É oportuno ressaltar para o que e a quem serve o Estado? Devendo-se evitar a visão equivocada sobre o papel do Estado. Portanto, o resultado correto para as empresas estatais, que prestam serviços públicos essenciais voltados a prevenção de doenças,  como também é sabido que as enfermidades transmissíveis não se circunscrevem a uma única localidade, é fundamental a busca da universalização da salubridade ambiental para se conseguir uma melhor segurança sanitária, imprescindível e necessária ao bem-estar e ao progresso social. Não o lucro pecuniário para pagar dividendos aos acionistas, inclusive estrangeiros, sem, contudo, cumpria sua imprescindível participação nas ações de saúde pública.

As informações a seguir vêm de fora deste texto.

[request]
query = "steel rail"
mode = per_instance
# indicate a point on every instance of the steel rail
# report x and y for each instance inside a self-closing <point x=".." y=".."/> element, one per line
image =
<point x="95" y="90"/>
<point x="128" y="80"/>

Todos os profissionais expertos em saúde pública e os bons estadistas reconhecem que é muito mais econômico, além de mais respeitoso à pessoa humana, empreender ações públicas e privadas voltadas para a prevenção da doença, como o saneamento básico, do que remediar o mal já instalado, mediante hospitalizações e outras ações médicas e sociais de natureza curativa ou corretiva.

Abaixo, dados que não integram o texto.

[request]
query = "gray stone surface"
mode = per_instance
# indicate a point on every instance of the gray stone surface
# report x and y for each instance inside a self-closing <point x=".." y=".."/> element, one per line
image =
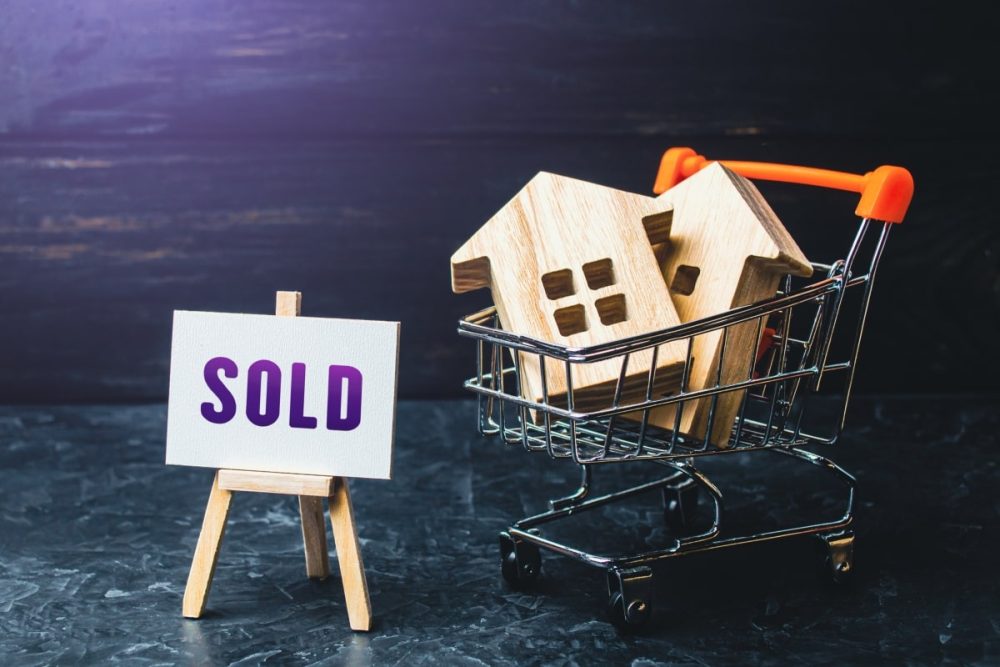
<point x="96" y="536"/>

Como o Estado moderno está cada vez mais se aparelhando para exercer as funções estratégicas de inteligência, regulação/fiscalização e financeira e o setor privado por sua vez vem se especializando na execução dos serviços. Dessa forma objetivamente o Poder Público, conforme o seu interesse, se responsabiliza por boa parte dos investimentos; pela determinação de regras, metas e supervisão, incluindo as tarifarias, e o setor privado pela execução e a gestão dos serviços conforme as determinações especificadas pelo poder concedente o Estado. Realidade que tudo indica está sendo o aprimoramento da sinergia entre o setor público e o privado portanto, um modelo que poderá ser testado e aprimorado.

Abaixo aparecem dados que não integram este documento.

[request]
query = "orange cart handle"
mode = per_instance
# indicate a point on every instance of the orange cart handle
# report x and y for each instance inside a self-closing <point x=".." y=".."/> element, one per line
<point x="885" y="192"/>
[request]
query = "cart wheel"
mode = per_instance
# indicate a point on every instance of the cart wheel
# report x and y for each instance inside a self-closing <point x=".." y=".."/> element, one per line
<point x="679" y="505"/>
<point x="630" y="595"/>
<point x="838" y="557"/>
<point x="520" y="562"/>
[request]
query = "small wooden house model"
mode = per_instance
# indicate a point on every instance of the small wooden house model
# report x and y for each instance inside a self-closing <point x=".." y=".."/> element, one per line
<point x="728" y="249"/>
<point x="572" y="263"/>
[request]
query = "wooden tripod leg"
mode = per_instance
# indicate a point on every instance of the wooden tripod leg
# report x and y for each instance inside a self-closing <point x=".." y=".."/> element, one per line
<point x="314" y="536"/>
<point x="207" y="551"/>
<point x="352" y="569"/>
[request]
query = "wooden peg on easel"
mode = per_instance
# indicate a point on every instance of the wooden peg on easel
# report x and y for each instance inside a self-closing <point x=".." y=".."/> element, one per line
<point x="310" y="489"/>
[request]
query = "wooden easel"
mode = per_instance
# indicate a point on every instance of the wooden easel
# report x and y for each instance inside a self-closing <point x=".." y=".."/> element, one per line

Eng. Civil e Sanitarista Paulo Bezerril Junior

Foi secretário Nacional de Saneamento, superintendente do DAEE, diretor da CETESB

Referências:

– Mapa da Contratualização de Serviços Públicos no Brasil – Escola Nacional de Administração Pública, Brasília 05/10/2021;

– Marco do Saneamento Lei n0 14.026/ de 15 de julho de 2020;

– Sistema Nacional de Informações sobre Saneamento (SNIS) Ministério das Cidades 2021.